Create and Configure Bigdata Clusters

We create, support, and manage various clusters. These clusters are of type of Hadoop, Hive, Spark, Airflow, Presto, Trino or Other Data Lake. There is basic type of configuring it through Node Bootstrap.

Create Custom Bootstrap Script

Clusters or Compute engines runs on Linux Machine or Virtual Machines (Box) provided on Clouds provided by either AWS or Azure or GCP. All required libraries in the project can be put in Bootstrap file. The Bootstrap file is kept in Linux Machine or Virtual Box.

Add User Defined Function (UDF)

There are general purpose UDF's those help while provisioning cluster infrastructure and installing prerequisite libraries and dependencies uniformly. There are other general purpose UDF's which monitor and manage cluster infrastructure and notify users in case found any degradation. Such UDF's reduce cluster set up time and administration.

Add Custom JAR File

There are various jar files available for different Big Data Services and use cases. Custom jar files are used and added as per requirement.

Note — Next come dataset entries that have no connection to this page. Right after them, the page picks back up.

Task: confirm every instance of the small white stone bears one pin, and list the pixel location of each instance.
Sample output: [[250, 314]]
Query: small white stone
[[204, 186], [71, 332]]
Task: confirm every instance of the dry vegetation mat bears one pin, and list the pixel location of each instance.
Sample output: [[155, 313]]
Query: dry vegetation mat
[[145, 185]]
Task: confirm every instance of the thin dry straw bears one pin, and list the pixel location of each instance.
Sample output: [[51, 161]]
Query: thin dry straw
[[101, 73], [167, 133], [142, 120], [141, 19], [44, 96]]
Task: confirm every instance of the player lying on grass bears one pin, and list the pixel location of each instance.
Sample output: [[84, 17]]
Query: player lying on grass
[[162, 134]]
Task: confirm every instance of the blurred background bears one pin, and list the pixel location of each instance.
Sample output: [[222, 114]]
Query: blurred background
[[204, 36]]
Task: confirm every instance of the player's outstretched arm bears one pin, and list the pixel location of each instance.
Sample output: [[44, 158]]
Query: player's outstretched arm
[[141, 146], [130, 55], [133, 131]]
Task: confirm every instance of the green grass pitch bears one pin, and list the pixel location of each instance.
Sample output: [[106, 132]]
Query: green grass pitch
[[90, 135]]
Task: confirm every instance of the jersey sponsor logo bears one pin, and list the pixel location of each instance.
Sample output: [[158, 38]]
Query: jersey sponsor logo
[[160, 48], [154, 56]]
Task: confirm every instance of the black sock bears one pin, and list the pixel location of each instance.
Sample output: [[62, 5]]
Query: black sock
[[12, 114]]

Create and Configure Environment for custom packages and usages

Cloud providers or Big Data Organization provides "environment" functionality at UI. The environment supports the custom packages or libraries installations. There are various libraries or packages but there are python or R based libraries. The environments also support for installations of .egg or .whl or other format packages.

Configure Caches and Loggings

The logging is configured for wider observability and measuring the same. Caching is required to maintain running queries or jobs in runtime memory till retention period defined for the cache.